Mercredi 30 mars 2022 marque une étape importante et symbolique de mon périple « Ex-tracés », car elle correspond à la première traversée de frontière au cours de cette performance. Ce jour-là, j’ai entamé ma 16ᵉ étape, reliant Colmar à Freiburg, soit environ 49 kilomètres parcourus à travers des paysages en constante évolution.
Vers 7 heures, j’ai quitté Colmar, cette ville aux ruelles charmantes, bordée de vignes et empreinte d’une ambiance chaleureuse. La veille, j’avais partagé un moment fort avec l’association CIT et d’autres acteurs locaux lors de l’inscription du 15ᵉ passage de la Convention de Genève relative au statut des réfugiés. Entre discussions sincères et une anecdote sur un mètre carré devenu un bac de terre, j’ai pris conscience de toute la dimension humaine et symbolique de ce chemin. Avec ces souvenirs, j’ai repris la route, mon sac à dos bien ajusté et l’esprit concentré sur l’étape à venir.
Au fil des kilomètres, le paysage changeait subtilement. Les zones urbaines et les vignobles laissaient place à une atmosphère plus austère et structurée, annonçant l’approche d’une frontière historique. L’un des moments forts de cette journée fut la traversée du Rhin. Devant un barrage imposant et les premiers drapeaux allemands, j’ai senti, autant physiquement que symboliquement, le passage d’un univers à un autre.
16e passage en braille de la Convention de Genève relative au statut des réfugiés inscrit au milieu des vignes à 12 km de Fribourg. Est écrit : « …ractère internationaux, ne saurait, dans cette hypothèse, être obtenu… »
À environ 10 kilomètres de Freiburg, en pleine vigne, j’ai réalisé un geste qui fait désormais partie intégrante de mon parcours : l’inscription du 16ᵉ passage de la Convention de Genève. Munis de moyens tout simples, j’ai gratté la terre, recueilli quelques petits cailloux, et matérialisé ce moment précis sur le chemin. Ce rituel, ancré dans la réalité du terrain, se voulait un hommage discret aux réfugiés dont les trajectoires ont tracé ces routes. L’instant a été d’autant plus précieux que Yann, un photographe venu documenter cette étape, a su capturer cette scène grâce à des images aériennes réalisées par un drone, offrant un panorama inédit sur la vigne et sur moi-même en marche.

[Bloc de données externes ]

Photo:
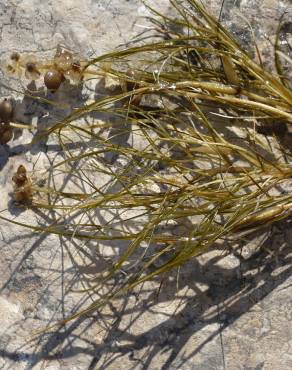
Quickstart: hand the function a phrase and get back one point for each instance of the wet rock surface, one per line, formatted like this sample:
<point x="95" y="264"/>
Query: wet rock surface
<point x="228" y="309"/>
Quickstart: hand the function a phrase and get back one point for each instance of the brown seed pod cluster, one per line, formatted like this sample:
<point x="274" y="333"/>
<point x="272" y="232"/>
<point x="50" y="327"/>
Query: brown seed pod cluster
<point x="22" y="186"/>
<point x="54" y="72"/>
<point x="6" y="113"/>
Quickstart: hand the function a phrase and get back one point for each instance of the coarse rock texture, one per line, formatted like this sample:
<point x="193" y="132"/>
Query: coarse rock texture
<point x="223" y="311"/>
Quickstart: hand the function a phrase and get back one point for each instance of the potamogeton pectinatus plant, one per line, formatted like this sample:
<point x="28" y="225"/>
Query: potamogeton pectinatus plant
<point x="192" y="105"/>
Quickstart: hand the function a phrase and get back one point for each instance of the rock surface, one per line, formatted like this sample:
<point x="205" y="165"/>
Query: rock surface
<point x="226" y="311"/>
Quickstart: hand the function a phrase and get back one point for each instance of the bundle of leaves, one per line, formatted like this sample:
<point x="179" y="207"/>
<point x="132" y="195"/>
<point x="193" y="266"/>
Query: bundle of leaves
<point x="173" y="159"/>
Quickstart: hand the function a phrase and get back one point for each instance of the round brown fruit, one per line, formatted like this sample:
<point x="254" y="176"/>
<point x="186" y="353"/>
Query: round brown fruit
<point x="53" y="79"/>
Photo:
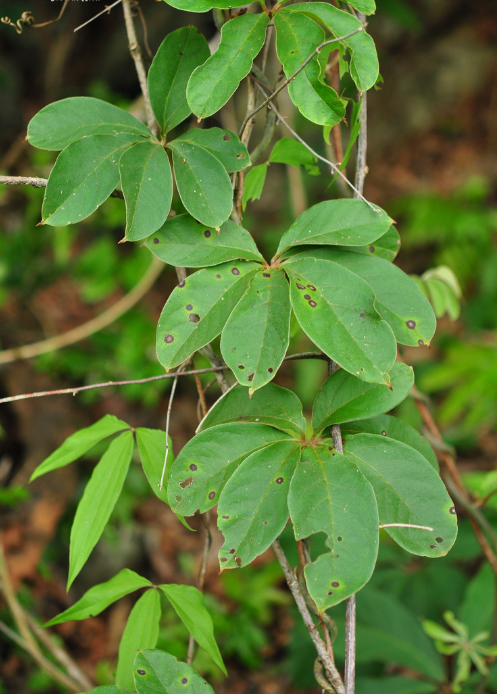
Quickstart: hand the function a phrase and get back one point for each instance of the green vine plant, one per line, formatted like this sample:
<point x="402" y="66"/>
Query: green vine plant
<point x="254" y="455"/>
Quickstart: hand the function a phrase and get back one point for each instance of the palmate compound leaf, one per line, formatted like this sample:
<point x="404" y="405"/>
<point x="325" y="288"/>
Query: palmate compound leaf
<point x="297" y="37"/>
<point x="256" y="335"/>
<point x="272" y="405"/>
<point x="398" y="299"/>
<point x="337" y="311"/>
<point x="344" y="398"/>
<point x="188" y="603"/>
<point x="141" y="631"/>
<point x="98" y="501"/>
<point x="83" y="177"/>
<point x="213" y="83"/>
<point x="184" y="242"/>
<point x="253" y="507"/>
<point x="393" y="428"/>
<point x="337" y="223"/>
<point x="203" y="184"/>
<point x="95" y="600"/>
<point x="364" y="66"/>
<point x="198" y="308"/>
<point x="408" y="490"/>
<point x="158" y="672"/>
<point x="79" y="443"/>
<point x="59" y="124"/>
<point x="328" y="494"/>
<point x="179" y="54"/>
<point x="147" y="185"/>
<point x="223" y="144"/>
<point x="152" y="447"/>
<point x="204" y="465"/>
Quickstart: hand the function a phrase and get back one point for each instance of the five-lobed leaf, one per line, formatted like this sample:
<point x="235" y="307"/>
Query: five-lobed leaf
<point x="147" y="185"/>
<point x="83" y="177"/>
<point x="188" y="603"/>
<point x="271" y="405"/>
<point x="95" y="600"/>
<point x="408" y="490"/>
<point x="205" y="464"/>
<point x="59" y="124"/>
<point x="79" y="443"/>
<point x="253" y="508"/>
<point x="98" y="501"/>
<point x="364" y="66"/>
<point x="297" y="37"/>
<point x="256" y="335"/>
<point x="223" y="144"/>
<point x="158" y="672"/>
<point x="198" y="309"/>
<point x="344" y="398"/>
<point x="394" y="428"/>
<point x="141" y="631"/>
<point x="184" y="242"/>
<point x="337" y="223"/>
<point x="214" y="82"/>
<point x="328" y="494"/>
<point x="152" y="447"/>
<point x="203" y="184"/>
<point x="337" y="311"/>
<point x="179" y="54"/>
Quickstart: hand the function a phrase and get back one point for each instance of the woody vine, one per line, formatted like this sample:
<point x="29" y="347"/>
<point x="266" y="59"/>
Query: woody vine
<point x="352" y="470"/>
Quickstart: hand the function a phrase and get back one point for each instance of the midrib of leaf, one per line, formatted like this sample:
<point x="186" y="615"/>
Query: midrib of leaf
<point x="152" y="151"/>
<point x="347" y="330"/>
<point x="388" y="484"/>
<point x="190" y="336"/>
<point x="256" y="509"/>
<point x="73" y="191"/>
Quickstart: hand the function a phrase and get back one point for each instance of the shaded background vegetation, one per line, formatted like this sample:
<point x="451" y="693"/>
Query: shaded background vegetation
<point x="432" y="166"/>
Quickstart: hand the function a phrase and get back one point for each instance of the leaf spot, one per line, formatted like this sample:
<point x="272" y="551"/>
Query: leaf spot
<point x="186" y="483"/>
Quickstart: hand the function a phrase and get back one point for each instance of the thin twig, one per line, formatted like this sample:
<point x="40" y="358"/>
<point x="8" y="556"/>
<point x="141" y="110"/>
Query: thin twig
<point x="36" y="182"/>
<point x="94" y="325"/>
<point x="333" y="166"/>
<point x="106" y="10"/>
<point x="136" y="54"/>
<point x="315" y="52"/>
<point x="168" y="419"/>
<point x="293" y="584"/>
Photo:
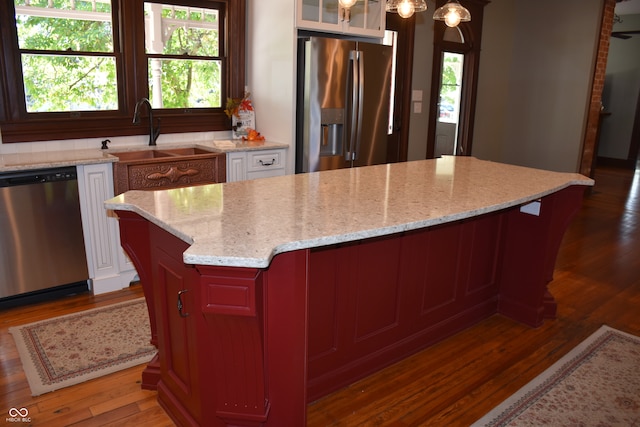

Malgré un ciel couvert, annonçant la pluie et une fraîcheur d’environ 9°C, ma détermination ne fléchissait pas. J’ai continué ma marche, empruntant même une piste cyclable qui me rapprochait de Freiburg, où une auberge de jeunesse m’attendait pour m’héberger pour la nuit. Ce dernier tronçon, tout en douceur, m’a permis de réfléchir à l’ensemble de la marche et à l’évolution de mon rapport au chemin. Chaque étape, chaque inscription, renforçait en moi ce sentiment d’être un véritable habitant du chemin.
Cette 16ᵉ étape a été marquante, avec la traversée d'une frontière et un geste symbolique sur le chemin. Ce fut un moment fort de mon parcours, ancré dans la réalité de la marche.